# 004: Multi-Language Chunker Architecture
**Status**: implemented (partially — Rust and Markdown done, JS/TS/Go pending)
**Date**: 2026-01-31
## Context
The chunker only supports Python. JS/TS is needed for web projects, Go/Rust for systems work. Tree-sitter has grammars for all of these, so the question is how to structure multi-language support cleanly.
## Decision
**Hybrid base class + dispatcher pattern** (Option C + D).
### Architecture
```
MultiLanguageChunker (implements ChunkerProtocol)
├── dispatches by file extension to:
├── PythonChunker(BaseTreeSitterChunker)
├── JavaScriptChunker(BaseTreeSitterChunker)
├── TypeScriptChunker(BaseTreeSitterChunker)
├── GoChunker(BaseTreeSitterChunker)
└── RustChunker(BaseTreeSitterChunker)
```
**`BaseTreeSitterChunker`** provides shared logic:
- `chunk_file(file_path)` — reads file, calls `chunk_string`
- `chunk_string(code, file_path)` — parses with tree-sitter, calls abstract `_extract_chunks`
- `_make_chunk(node, file_path, lines, chunk_type, name)` — line extraction and Chunk creation
- Parser creation from a `Language` object
**Each subclass** provides only:
- The tree-sitter `Language` to use
- `_extract_chunks(root, file_path, lines) -> list[Chunk]` — language-specific AST walking
- Supported file extensions (class attribute)
**`MultiLanguageChunker`** dispatches `chunk_file` by file extension. Single `ChunkerProtocol` interface for the rest of the system.
### System changes required
- `Indexer.scan_files()` — accept supported extensions instead of hardcoding `*.py`
- `Container.create_chunker()` — return `MultiLanguageChunker`
- Each language needs a `tree-sitter-<lang>` dependency
### What stays unchanged
`ChunkerProtocol`, `Indexer` pipeline, services, storage, `Chunk` model — all unchanged.
## Alternatives Considered
### Option A: One class per language (no shared base)
Maximum flexibility but duplicates ~40% of code (file reading, parsing, line slicing, Chunk construction). Adding a language means copying boilerplate.
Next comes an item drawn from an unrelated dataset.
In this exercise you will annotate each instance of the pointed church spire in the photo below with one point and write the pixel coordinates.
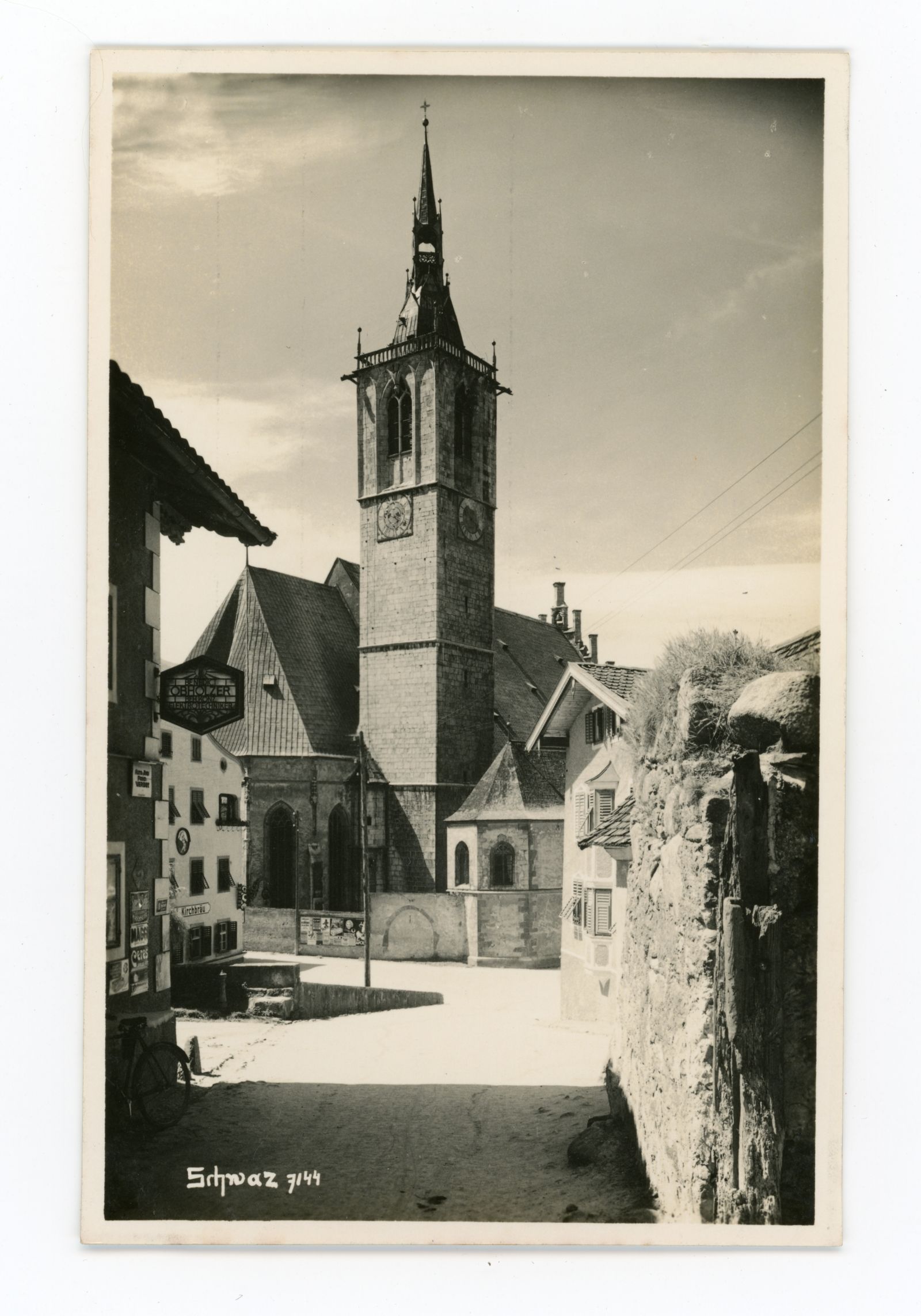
(427, 211)
(428, 301)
### Option B: Generic chunker with declarative config
A single `TreeSitterChunker` with a `LanguageConfig` mapping node types. Works for simple languages but breaks down for Go (receiver methods at package level, not nested in structs), Rust (`impl` blocks), and JS (arrow-function-in-const patterns). Needs escape-hatch callbacks that effectively degrade into Option C with extra indirection.
## Consequences
### Why structural differences prevent a pure config approach
| Pattern | Python | Go | Rust | JS |
|---------|--------|----|------|----|
| Methods | Nested in class body | Receiver functions at package level | Functions inside `impl` blocks | `method_definition` in class body |
| Decorators | `decorated_definition` wrapper node | None | `attribute_item` preceding item | `decorator` child nodes |
| Module docs | PEP 257 docstring | Comment before `package` | `//!` inner doc comments | JSDoc comment at top |
| Classes | `class_definition` | None (structs + interfaces) | None (structs + enums + traits) | `class_declaration` |
Each language needs 50-100 lines of specific logic — enough to warrant real code, not enough to justify full duplication.
### ChunkType mapping
Current enum (`MODULE`, `FUNCTION`, `CLASS`, `METHOD`) maps well across languages. Go structs and Rust structs map to `CLASS`. Go interfaces and Rust traits could use an optional `INTERFACE` type added later. No need to model every language construct — the embedding model works on content, not type labels.